May 16th, 2011 - 12:19 am ICT by IANS  

Taliban New Delhi, May 15 (IANS) Afghanistan’s puritanical Taliban, which had during its regime banned all forms of entertainment and modern technology, has now taken to the internet to propagate its views, setting up two websites and a twitter account.

The id, in the name of Mostafa Ahmedi, has the user name “alemarahweb”. Purporting to be based in Kabul, it describes itself as: “The official website of islamic emirat (sic) of afghanistan”. It links to a website: http://alemarah-iea.net, which is in Pushtu.

The twitter account has tweets both in Pushtu and English, with the latter linking to a website: http://shahamat-english.com, (checkmate in Farsi) which also has Arabic, Farsi, Pushtu and Urdu versions.

This website has sections for news, weekly analysis, statements, articles, movies and interviews. It also has a facility for contacting the rebels, where you can post your email-id and query.

The twitter account was set up as far back as Dec 22, 2010 though tweets were only in Pushtu or Farsi and only began to appear on English from May 12, when it spoke of an attack on a supply convoy in Ghazni. As of 10.30 p.m. Sunday night, it has has 824 tweets and 4,855 followers.

“4 vehilces (sic) destroyed in attack on NATO convoy: FARAH, May. 15 - A NATO logistical convoy travelling on Kandahar-..” said the latest tweet, posted at around 10.15 p.m. Sunday.
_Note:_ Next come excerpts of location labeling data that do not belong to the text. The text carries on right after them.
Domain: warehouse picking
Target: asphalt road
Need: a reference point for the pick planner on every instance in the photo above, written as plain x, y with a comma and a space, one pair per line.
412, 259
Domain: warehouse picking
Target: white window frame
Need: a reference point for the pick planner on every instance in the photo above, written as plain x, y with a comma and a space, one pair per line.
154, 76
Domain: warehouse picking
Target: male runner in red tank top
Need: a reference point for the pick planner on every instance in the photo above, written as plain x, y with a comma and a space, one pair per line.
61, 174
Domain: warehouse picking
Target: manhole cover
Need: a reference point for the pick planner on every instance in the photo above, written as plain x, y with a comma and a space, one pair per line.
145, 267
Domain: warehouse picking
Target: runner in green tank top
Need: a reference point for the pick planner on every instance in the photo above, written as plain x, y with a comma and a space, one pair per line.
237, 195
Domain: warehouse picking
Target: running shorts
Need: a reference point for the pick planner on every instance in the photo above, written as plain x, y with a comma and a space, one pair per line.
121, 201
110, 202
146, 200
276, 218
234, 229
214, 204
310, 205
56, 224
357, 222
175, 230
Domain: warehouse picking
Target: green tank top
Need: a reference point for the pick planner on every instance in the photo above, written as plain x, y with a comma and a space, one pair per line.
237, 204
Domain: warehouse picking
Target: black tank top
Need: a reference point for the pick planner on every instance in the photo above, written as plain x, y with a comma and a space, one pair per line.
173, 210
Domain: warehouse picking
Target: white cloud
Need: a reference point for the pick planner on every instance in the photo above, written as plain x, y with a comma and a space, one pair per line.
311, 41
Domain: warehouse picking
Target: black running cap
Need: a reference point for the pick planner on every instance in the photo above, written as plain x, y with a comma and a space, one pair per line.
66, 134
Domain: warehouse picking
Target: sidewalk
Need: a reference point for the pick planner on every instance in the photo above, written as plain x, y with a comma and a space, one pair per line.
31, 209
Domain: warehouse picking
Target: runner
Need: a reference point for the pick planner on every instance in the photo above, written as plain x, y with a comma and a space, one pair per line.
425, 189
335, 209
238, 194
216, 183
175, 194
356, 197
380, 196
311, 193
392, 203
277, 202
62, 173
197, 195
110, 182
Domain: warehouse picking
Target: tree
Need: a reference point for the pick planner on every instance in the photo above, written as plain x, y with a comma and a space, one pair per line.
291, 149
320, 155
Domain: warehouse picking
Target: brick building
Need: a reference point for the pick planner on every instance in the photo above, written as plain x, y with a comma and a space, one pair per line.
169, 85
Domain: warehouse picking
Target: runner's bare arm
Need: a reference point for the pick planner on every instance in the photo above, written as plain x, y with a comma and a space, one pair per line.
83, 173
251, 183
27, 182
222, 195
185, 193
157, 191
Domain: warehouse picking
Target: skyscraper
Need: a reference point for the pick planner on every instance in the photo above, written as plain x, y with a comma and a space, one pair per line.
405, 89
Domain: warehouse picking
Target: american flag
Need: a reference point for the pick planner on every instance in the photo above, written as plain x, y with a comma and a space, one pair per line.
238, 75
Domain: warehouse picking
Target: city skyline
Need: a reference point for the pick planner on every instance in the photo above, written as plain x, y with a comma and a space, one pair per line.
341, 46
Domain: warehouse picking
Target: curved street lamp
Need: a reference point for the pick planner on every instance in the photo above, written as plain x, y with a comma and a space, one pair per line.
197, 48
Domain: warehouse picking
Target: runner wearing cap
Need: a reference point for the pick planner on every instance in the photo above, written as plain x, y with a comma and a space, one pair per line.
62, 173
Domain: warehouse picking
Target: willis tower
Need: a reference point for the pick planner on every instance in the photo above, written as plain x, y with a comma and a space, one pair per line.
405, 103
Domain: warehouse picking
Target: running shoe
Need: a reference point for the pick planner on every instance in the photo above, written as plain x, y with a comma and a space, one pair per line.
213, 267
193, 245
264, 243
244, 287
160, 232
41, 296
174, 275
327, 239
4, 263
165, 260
The armed militia comprising “talibs” (students of Islamic seminaries) began emerging in mid-1990s and by September 1996, had taken control of Kabul from the warring mujahideen factions. They soon gained control over 90 percent of Afghanistan and ruled till November 2001, when they were overthrown by US-led coalition forces that invaded the country in the wake of the 9/11 attacks. Most Taliban went underground or fled to neighbouring Pakistan where they regrouped as an insurgency movement.

While in power, the Taliban enforced one of the strictest interpretations of Sharia law ever seen. The prohibitions included satellite dishes, cinematography, music, chess, masks, dancing, and kite flying. Women were not allowed to work or study or come out for their homes alone and all men had to sport a long beard and pray the stipulated five times a day.